Incident workflow that works in practice

Use this order during real incidents:

1. Collect all ARC-* headers and sort mentally by i=.
2. Confirm each instance has exactly one AAR, AMS, and AS.
3. Check cv progression (none at i=1, then pass for later valid sets).
4. List each sealing identity from d= + s=.
5. Validate whether those sealers are expected/trusted in your environment.
6. Then correlate with current-hop Authentication-Results for SPF/DKIM/DMARC.

That order matters.

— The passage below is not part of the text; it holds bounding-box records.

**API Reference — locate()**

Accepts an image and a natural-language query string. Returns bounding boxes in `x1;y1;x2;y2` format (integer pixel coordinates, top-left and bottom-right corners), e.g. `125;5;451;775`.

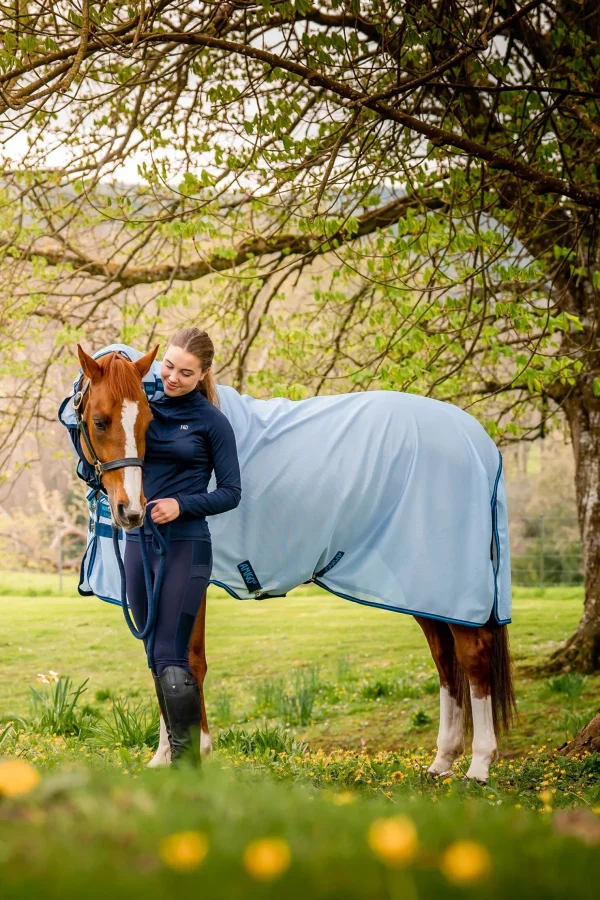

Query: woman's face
160;344;206;397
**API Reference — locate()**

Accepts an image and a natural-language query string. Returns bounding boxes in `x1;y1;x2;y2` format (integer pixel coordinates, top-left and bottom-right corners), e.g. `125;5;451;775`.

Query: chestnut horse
77;346;515;782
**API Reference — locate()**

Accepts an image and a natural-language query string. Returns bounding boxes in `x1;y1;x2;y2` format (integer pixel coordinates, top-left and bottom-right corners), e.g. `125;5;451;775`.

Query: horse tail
488;622;517;734
453;620;517;736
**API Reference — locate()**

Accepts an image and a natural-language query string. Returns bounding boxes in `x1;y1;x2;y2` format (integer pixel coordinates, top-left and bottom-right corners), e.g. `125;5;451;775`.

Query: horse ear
77;344;102;384
134;344;160;378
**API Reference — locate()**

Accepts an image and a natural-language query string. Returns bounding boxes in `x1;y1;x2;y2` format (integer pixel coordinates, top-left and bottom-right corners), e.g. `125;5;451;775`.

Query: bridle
73;356;144;483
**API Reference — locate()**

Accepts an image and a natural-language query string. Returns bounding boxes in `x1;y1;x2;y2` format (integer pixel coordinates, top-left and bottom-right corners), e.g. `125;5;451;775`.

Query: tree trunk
550;372;600;672
558;709;600;756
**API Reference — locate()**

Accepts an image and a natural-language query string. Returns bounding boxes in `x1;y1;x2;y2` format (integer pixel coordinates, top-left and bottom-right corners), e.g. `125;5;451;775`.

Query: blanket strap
112;511;169;669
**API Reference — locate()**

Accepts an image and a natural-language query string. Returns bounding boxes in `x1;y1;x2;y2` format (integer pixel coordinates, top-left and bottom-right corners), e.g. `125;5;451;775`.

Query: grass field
0;573;600;900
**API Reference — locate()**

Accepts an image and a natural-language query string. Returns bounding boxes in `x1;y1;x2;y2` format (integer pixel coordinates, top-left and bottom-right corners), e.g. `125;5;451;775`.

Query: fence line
509;516;583;587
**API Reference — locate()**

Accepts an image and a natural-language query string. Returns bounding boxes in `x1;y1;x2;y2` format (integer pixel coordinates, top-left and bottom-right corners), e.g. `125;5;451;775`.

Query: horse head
77;344;158;531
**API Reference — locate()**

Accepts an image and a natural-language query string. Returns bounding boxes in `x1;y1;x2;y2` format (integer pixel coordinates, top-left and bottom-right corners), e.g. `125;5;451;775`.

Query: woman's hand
148;497;179;525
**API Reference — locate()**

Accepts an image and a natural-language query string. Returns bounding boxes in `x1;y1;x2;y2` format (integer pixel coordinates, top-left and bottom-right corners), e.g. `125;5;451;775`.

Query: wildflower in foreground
331;791;356;806
440;841;492;884
0;759;41;797
159;831;208;872
367;816;419;866
244;838;292;881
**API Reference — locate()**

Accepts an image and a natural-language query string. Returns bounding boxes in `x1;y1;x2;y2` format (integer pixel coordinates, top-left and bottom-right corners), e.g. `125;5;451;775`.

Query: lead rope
112;512;170;668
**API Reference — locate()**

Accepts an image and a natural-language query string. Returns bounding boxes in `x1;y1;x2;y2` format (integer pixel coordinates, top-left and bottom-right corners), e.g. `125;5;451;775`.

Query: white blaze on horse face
467;687;498;781
121;400;142;514
428;687;464;775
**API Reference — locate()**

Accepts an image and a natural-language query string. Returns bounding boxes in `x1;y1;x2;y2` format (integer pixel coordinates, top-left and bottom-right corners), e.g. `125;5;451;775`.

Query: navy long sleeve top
128;390;242;541
70;390;242;541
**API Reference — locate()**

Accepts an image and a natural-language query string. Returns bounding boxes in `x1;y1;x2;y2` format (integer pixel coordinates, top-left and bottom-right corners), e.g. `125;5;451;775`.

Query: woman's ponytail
198;369;220;407
169;327;220;408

Teams often jump directly to DMARC action and miss a broken ARC chain one screen above.

If you need a companion walkthrough for Authentication-Results, use DMARC troubleshooting: read Authentication-Results headers and fix alignment failures.

If you are deciding where ARC should be deployed at all, use Should you deploy ARC as a domain owner, a forwarder, or both?.

Bottom line

When you read ARC headers as a sequence instead of isolated lines, most confusion disappears quickly.

i= gives order, cv= tells chain health at each step, and d=/s= tell you who sealed and where to verify keys. That is enough to identify most forwarding-path failures without guesswork.